“无妨。”盛云彻打断他,淡淡说道,“太子宽厚,我不明确站队,他也不会轻易为难。”
“不是这个……”不喜为难地问,“我是想问您,要不要给您铺床。您回临风堂睡,万一吵醒了夫人,会不会被夫人赶出来?”

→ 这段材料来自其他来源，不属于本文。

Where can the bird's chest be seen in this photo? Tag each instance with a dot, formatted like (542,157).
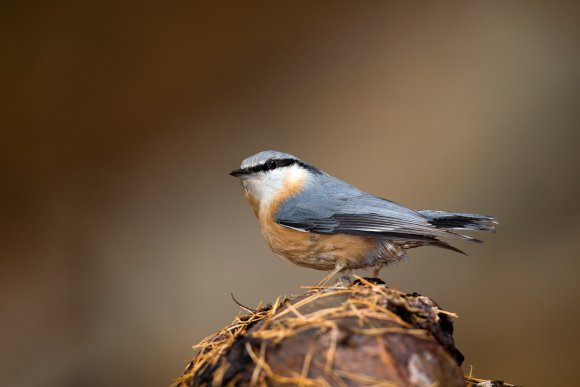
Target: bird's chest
(316,251)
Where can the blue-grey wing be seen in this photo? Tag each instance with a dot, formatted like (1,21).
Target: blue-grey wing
(331,206)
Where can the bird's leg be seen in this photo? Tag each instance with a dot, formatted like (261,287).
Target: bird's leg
(346,278)
(339,266)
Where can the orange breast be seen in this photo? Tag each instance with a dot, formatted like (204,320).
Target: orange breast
(312,250)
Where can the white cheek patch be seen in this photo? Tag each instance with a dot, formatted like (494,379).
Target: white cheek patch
(267,186)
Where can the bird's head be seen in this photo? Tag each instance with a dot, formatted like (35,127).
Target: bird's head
(269,174)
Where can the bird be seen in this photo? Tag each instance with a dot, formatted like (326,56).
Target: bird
(318,221)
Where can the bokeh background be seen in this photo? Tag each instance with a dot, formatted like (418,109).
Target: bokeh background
(123,235)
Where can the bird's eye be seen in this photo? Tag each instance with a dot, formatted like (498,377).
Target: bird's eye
(271,164)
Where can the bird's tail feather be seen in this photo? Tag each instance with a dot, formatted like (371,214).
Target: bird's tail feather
(460,221)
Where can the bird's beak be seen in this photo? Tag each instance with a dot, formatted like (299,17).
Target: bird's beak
(239,172)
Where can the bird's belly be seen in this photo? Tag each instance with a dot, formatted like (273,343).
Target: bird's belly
(319,251)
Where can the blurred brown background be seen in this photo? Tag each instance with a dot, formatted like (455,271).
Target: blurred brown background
(123,235)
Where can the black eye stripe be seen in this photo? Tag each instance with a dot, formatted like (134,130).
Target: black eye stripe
(273,164)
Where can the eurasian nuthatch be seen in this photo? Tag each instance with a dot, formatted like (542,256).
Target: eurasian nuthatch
(318,221)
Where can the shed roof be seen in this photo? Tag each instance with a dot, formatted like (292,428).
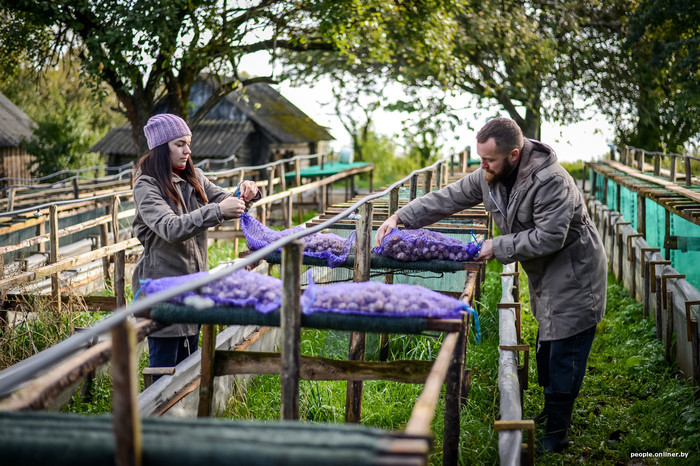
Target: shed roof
(277,115)
(14,123)
(210,138)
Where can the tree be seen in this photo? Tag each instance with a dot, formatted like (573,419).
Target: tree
(531,58)
(662,50)
(148,51)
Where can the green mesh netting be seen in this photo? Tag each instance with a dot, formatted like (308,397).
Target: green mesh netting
(67,439)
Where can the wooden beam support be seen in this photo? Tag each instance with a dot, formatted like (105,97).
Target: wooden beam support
(125,412)
(291,328)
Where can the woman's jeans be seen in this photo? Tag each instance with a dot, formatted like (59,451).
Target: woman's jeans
(170,351)
(561,365)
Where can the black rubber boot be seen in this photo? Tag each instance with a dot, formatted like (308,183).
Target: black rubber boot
(541,418)
(556,436)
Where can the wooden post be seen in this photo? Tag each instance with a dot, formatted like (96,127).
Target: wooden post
(668,337)
(674,163)
(645,278)
(657,164)
(289,209)
(640,160)
(632,258)
(127,424)
(291,329)
(696,350)
(428,182)
(413,188)
(41,231)
(281,173)
(667,234)
(270,181)
(363,246)
(206,384)
(453,397)
(605,191)
(659,306)
(53,256)
(263,208)
(119,257)
(297,173)
(104,241)
(388,277)
(641,215)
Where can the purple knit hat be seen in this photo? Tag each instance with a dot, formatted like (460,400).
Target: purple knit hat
(164,128)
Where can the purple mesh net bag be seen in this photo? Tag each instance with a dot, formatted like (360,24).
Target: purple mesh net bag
(240,288)
(328,246)
(422,244)
(373,298)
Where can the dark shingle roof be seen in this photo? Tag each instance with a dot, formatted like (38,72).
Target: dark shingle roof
(210,138)
(14,123)
(277,115)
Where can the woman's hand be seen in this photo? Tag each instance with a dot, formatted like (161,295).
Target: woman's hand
(232,207)
(248,190)
(486,252)
(390,223)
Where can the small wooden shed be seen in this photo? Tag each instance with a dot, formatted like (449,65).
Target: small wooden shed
(15,125)
(257,125)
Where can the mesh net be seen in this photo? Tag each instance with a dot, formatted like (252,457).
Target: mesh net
(328,246)
(240,288)
(422,244)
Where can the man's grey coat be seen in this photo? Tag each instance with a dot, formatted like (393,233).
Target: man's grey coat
(546,227)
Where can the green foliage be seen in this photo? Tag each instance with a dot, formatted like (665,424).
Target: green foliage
(662,50)
(70,117)
(382,151)
(575,169)
(631,399)
(38,326)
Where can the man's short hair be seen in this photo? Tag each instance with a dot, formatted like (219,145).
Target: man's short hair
(505,132)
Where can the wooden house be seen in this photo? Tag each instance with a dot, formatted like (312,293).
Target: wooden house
(257,125)
(15,125)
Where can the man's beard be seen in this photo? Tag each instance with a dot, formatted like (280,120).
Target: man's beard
(502,174)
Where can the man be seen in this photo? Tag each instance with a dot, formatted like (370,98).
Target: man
(544,225)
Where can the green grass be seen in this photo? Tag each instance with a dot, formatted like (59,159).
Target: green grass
(631,399)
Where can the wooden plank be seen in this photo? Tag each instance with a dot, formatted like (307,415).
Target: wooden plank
(424,408)
(45,389)
(290,323)
(43,272)
(125,411)
(665,183)
(206,387)
(319,368)
(53,257)
(361,273)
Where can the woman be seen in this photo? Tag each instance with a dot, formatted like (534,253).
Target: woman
(175,206)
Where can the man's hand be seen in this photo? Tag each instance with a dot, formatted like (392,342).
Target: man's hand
(486,251)
(390,223)
(248,190)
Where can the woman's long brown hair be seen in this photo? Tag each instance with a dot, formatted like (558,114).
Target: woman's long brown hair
(157,164)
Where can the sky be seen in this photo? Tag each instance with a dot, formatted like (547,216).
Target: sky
(585,140)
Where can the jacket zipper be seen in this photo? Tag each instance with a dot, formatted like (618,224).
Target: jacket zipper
(497,206)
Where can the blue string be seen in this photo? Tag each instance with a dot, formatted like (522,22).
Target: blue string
(472,311)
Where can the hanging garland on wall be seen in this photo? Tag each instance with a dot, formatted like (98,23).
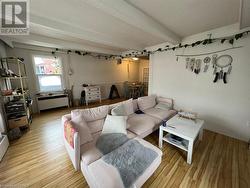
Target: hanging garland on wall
(230,39)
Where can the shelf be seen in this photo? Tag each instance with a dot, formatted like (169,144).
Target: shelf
(183,145)
(16,95)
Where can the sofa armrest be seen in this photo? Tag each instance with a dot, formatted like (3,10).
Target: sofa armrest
(73,151)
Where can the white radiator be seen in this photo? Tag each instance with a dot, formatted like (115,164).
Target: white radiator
(52,101)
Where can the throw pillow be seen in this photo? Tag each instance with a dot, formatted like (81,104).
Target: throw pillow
(119,111)
(165,100)
(82,128)
(128,106)
(146,102)
(163,106)
(115,124)
(91,114)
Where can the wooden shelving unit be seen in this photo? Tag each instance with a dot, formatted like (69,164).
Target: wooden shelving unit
(17,104)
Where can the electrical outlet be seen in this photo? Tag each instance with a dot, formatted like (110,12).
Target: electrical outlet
(248,124)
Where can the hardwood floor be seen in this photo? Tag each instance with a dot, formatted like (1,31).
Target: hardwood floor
(39,159)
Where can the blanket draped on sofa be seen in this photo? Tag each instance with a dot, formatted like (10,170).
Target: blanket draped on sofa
(129,157)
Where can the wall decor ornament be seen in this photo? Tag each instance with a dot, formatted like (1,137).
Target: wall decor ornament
(222,66)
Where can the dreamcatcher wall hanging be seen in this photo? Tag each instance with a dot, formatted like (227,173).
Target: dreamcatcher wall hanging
(221,64)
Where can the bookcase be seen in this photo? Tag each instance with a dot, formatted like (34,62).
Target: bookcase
(15,98)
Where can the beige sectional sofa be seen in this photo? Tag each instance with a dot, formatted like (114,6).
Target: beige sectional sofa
(88,158)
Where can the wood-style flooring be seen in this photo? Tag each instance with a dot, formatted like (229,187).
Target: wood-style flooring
(39,159)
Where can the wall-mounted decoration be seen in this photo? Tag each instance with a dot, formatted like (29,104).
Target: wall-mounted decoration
(222,67)
(194,65)
(206,61)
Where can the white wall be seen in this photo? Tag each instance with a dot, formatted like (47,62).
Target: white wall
(86,69)
(144,63)
(224,107)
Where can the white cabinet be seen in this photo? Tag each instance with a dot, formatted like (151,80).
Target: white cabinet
(92,93)
(4,144)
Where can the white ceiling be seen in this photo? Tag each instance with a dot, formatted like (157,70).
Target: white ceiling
(113,26)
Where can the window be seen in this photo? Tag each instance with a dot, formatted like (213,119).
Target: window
(48,71)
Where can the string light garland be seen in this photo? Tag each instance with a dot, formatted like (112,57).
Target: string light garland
(231,39)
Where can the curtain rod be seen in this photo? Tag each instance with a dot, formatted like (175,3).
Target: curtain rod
(190,55)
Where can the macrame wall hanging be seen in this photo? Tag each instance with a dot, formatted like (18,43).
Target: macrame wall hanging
(222,66)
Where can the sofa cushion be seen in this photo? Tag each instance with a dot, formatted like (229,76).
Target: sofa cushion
(101,174)
(135,105)
(91,114)
(119,110)
(91,153)
(165,100)
(82,128)
(160,114)
(141,123)
(115,124)
(163,106)
(129,107)
(96,126)
(146,102)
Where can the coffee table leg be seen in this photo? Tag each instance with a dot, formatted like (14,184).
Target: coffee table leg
(201,134)
(160,137)
(190,151)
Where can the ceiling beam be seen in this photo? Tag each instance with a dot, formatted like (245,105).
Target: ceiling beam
(244,17)
(68,29)
(135,17)
(45,41)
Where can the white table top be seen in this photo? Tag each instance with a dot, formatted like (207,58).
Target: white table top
(185,128)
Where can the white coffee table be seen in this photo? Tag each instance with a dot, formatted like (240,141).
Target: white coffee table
(184,128)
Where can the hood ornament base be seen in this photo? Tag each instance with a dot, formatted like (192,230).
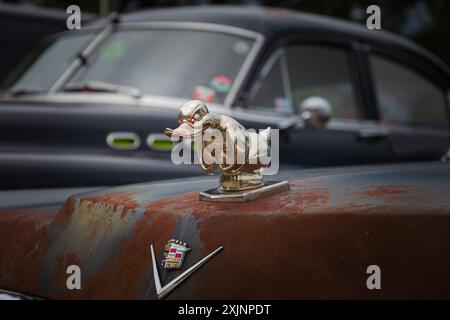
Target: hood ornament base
(219,195)
(240,177)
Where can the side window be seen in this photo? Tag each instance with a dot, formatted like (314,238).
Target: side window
(320,71)
(303,71)
(270,92)
(406,97)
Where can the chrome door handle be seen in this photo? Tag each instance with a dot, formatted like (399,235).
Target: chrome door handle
(123,141)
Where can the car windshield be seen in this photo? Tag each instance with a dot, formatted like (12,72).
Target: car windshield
(164,62)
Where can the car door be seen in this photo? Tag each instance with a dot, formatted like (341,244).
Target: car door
(414,108)
(298,72)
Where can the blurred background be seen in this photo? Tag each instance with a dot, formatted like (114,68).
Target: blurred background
(23,23)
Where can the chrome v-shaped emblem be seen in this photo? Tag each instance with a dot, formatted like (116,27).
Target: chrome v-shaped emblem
(164,291)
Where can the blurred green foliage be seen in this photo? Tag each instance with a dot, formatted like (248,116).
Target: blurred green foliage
(425,22)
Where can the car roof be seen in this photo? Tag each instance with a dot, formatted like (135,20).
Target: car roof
(271,21)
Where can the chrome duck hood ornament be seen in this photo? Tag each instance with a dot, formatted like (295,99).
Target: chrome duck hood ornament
(223,144)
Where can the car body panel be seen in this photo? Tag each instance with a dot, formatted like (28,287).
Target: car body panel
(76,126)
(314,241)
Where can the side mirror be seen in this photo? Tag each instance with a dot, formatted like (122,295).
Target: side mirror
(315,111)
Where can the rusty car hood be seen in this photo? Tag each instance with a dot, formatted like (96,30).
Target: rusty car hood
(313,241)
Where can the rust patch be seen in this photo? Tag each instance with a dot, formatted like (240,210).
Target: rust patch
(387,191)
(22,244)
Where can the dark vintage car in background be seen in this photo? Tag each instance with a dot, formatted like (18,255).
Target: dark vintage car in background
(88,107)
(315,241)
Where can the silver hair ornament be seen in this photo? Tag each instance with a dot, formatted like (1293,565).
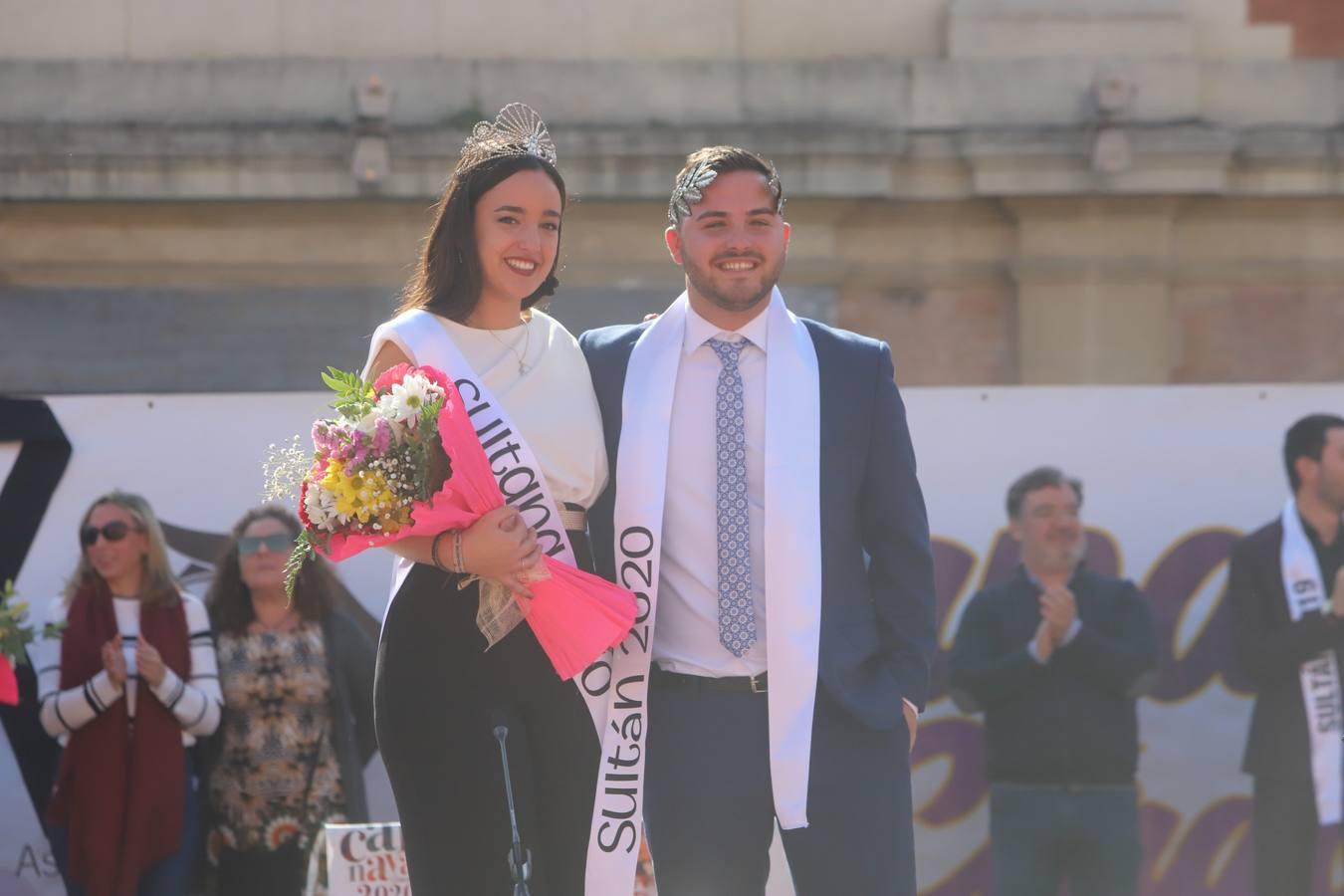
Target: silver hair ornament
(518,130)
(688,191)
(690,188)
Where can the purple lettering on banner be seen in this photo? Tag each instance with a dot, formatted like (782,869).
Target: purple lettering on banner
(1206,853)
(1174,583)
(960,742)
(972,877)
(952,567)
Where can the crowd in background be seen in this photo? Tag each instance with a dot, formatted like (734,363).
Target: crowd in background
(252,711)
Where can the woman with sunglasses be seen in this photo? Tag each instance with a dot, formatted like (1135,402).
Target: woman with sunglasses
(129,685)
(299,729)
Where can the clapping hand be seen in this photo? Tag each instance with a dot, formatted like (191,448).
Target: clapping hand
(149,662)
(1058,608)
(500,546)
(114,662)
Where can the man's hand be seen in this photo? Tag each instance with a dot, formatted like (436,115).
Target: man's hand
(1044,644)
(911,722)
(149,664)
(1059,610)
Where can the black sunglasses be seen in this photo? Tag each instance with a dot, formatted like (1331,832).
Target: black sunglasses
(114,531)
(275,543)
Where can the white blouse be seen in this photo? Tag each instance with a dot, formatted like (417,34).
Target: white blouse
(552,399)
(196,703)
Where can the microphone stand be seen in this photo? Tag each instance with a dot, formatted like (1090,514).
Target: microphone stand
(519,858)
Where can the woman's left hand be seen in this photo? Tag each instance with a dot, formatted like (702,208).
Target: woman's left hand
(149,664)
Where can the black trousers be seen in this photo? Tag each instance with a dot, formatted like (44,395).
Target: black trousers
(710,804)
(1286,834)
(437,697)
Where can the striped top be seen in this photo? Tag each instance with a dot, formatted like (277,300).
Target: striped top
(196,703)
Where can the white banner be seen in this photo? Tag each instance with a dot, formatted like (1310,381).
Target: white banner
(1172,476)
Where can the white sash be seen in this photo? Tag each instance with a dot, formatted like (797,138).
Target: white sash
(791,575)
(1320,676)
(423,338)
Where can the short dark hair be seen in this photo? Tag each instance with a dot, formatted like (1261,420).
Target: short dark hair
(448,278)
(729,158)
(1306,438)
(229,598)
(1041,477)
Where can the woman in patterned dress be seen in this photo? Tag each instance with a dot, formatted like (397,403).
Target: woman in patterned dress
(299,723)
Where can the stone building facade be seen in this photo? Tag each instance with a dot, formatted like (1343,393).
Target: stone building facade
(1008,191)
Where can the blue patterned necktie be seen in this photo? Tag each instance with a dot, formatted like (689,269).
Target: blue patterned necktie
(737,615)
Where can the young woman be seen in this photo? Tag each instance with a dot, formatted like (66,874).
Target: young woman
(298,679)
(490,258)
(129,685)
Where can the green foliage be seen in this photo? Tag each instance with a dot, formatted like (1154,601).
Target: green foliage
(302,554)
(353,396)
(15,631)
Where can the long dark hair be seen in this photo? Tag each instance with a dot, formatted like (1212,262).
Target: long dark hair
(448,278)
(230,599)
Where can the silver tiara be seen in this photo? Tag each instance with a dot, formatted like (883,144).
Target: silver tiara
(518,130)
(690,189)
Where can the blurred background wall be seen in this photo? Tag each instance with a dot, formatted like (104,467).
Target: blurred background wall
(1008,191)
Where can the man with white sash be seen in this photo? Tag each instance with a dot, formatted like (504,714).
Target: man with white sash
(1286,599)
(765,512)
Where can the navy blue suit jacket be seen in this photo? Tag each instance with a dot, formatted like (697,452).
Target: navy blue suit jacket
(878,627)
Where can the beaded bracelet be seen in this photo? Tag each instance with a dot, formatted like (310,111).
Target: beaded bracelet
(433,551)
(459,559)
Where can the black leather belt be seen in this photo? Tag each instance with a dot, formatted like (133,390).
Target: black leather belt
(705,684)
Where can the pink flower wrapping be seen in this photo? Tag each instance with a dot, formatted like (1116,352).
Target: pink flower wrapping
(575,615)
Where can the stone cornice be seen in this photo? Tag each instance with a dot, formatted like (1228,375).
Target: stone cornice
(887,129)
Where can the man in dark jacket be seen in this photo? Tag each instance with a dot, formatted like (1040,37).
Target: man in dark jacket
(1286,595)
(1055,656)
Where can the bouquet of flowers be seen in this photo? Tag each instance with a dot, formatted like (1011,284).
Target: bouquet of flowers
(403,460)
(15,637)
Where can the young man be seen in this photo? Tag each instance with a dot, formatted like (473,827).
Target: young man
(759,458)
(1055,656)
(1286,595)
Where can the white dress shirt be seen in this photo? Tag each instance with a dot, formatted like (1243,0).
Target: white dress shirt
(687,626)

盛云彻本想在簌雪堂将就一夜,但听到他胡言乱语,突然就不困了。
他?
会被叶明珠赶出来?
没成婚的人,根本不知道他有多受宠!
催情丸,我也要
盛云彻往外走了两步,又返回簌雪堂。
“爷,您不去临风堂了?”不喜问。
“……废话。”盛云彻交代,“拿药箱,给我上药。”
事关盛云彻的身体,不喜连忙脸色一整:“属下这就去。”
盛云彻抬眸扫他一眼:“在家中别自称错了。”
不喜“啊”一声,马上反应过来:“是是是,之后不会再错了。”
不悲在门口说道:“爷,夫人叫人来请,问您这里事情结束没有。如果结束了,请您回临风堂喝药,歇息。”
盛云彻大步走到门口:“真让我回去?”
“……是。”
“夫人催我回去喝药了,快点给我包扎。”对不喜说完,盛云彻又得意地淡淡反问一声,“刚才是你说,她会把我赶出来?”
不喜:“……”
不敢!
他以后再不敢说了!
……
已经是凌晨。
因为月圆,宅院里倒是不显得暗。
叶明珠坐在桌边昏昏欲睡,突然听到一阵脚步声,连忙转眸看去,一眼就看到盛云彻得意的笑容。
“您回来了。”
“嗯。”盛云彻清咳一声收敛笑意,矜持颔首,“你丫鬟说你没我陪着睡不着,我就纵容你这次。以后不要这么缠人,知道?”
叶明珠:“……知道。”
看在他受伤的份上,让他得意得意。
走到盛云彻面前,她正要去拉他衣襟,手又被他握住。
盛云彻眉眼含笑,另一只手轻佻地捏住她下巴:“你今日是真的很馋我身子,嗯?”
叶明珠没好气:“我是想检查一下,看您究竟有没有换药。”
“换了。”盛云彻随意扯开领口,大方让她看,一副“随便你找什么借口,但我愿意给你看”的纵容模样。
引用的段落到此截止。